But there are worms in the melon. First is the time shift giving France an American colony in 1950. Second, the sets, costumes, and personal directing were to me often distracting and unconvincing. Geronte's cloister and Manon's pink costume were supposed to be salacious; I thought it just looked tacky and cheap. Third, after all the investment made by the Royal Opera House (and me) in this show, I felt at the end no sympathy for Manon Lescaut. In Massanet's Manon, I feel sorry for the clueless girl who is just too pretty for her own good. True, Manon Lescaut as portrayed by Puccini never really injured anybody, and nobody deserves to die in the desert from dehydration---but to me, it was Manon’s own damn fault.

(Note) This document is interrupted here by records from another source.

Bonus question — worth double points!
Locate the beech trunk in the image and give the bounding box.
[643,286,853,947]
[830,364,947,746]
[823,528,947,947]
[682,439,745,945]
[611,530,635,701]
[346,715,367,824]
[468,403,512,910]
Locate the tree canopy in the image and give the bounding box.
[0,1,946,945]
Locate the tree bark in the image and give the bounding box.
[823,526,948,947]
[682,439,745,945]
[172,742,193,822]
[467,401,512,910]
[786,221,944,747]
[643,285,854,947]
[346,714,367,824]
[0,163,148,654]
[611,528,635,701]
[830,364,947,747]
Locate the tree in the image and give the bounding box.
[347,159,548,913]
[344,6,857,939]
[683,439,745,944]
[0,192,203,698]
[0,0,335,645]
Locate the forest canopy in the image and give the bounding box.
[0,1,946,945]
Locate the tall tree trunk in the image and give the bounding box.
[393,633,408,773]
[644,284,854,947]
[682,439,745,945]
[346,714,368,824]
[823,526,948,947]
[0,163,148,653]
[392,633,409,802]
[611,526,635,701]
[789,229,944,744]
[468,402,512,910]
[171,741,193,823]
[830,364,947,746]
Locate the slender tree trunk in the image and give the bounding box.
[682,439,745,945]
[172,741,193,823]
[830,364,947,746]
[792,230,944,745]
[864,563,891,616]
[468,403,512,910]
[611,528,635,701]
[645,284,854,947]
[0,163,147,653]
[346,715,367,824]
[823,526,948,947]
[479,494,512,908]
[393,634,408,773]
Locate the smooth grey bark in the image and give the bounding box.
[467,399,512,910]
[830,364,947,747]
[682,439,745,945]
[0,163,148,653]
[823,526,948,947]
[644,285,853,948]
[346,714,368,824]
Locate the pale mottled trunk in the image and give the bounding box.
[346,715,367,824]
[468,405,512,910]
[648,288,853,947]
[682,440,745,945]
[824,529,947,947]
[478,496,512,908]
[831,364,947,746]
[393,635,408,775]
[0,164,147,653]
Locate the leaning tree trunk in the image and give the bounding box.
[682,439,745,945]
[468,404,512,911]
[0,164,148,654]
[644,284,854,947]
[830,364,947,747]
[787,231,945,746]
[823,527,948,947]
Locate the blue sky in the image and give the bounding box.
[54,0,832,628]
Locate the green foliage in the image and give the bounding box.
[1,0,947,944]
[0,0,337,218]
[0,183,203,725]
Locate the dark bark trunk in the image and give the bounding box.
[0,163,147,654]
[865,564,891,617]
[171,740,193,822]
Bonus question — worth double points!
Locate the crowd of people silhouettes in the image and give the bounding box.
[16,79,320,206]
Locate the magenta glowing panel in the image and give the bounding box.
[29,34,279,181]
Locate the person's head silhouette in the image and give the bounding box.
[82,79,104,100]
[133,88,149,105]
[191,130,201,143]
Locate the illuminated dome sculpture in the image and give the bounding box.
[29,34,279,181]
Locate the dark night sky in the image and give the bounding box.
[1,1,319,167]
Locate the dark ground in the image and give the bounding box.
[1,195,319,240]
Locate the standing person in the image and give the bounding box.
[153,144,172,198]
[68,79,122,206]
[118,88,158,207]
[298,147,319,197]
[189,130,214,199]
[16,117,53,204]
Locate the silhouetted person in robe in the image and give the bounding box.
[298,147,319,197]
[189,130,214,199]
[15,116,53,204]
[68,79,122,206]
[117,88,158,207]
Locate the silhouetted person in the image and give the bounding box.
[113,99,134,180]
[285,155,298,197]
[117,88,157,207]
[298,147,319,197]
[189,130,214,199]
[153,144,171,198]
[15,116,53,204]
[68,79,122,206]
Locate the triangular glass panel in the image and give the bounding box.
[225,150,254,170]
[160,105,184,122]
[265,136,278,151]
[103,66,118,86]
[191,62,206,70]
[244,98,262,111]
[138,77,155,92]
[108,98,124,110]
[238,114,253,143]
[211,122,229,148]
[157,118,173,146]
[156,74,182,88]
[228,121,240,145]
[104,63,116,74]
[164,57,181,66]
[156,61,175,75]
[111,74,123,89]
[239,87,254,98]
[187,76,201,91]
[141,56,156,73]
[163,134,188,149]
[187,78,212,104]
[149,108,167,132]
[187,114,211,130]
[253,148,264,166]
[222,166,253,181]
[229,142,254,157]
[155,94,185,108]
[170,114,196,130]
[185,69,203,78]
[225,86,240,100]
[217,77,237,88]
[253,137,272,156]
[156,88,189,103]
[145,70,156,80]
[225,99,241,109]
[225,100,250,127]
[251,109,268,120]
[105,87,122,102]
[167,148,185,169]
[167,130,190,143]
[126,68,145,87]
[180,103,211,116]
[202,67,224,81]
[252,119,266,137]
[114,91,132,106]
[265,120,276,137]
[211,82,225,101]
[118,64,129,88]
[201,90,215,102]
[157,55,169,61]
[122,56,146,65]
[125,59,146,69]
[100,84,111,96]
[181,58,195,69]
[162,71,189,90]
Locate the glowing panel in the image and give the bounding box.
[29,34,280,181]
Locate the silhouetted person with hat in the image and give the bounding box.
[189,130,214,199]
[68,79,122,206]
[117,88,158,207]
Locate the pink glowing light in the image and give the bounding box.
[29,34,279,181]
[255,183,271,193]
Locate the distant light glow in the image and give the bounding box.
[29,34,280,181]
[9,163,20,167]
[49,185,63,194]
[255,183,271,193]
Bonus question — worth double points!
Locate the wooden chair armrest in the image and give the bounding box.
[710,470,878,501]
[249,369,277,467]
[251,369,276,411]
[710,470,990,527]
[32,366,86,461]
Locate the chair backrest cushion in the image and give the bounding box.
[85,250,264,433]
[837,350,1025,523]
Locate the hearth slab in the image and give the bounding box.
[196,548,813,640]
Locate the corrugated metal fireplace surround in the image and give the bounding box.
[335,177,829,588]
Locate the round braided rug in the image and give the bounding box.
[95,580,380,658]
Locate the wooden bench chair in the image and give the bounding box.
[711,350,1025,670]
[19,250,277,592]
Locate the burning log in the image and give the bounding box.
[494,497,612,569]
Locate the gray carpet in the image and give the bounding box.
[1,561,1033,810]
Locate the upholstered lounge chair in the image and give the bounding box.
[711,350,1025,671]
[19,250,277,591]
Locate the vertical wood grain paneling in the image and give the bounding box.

Mike Ashman, writing in the November 2015 Gramophone (page 92) liked this better than I did speaking of "uninhibited physical mastery of stage parts" and "the power and achievement of Jonas Kaufmann and Opolais in the lead roles." Ashman also liked the sets that I questioned. He finishes by stating that "rivals in period costume from exist but feel tame and cute in comparison." And the disc makes in clear that the audience was thrilled by the modern power of this production.

Is my lack of sympathy for Manon Lescaut due to the flow of the libretto or to the Opolais tough-girl image, or both? I don't know. I do know this: if I could only have one HDVD about Manon, I'd buy the Massenet disc because it’s completely satisfactory as a comedy with a moral. If you want something tougher, try the Pucinni.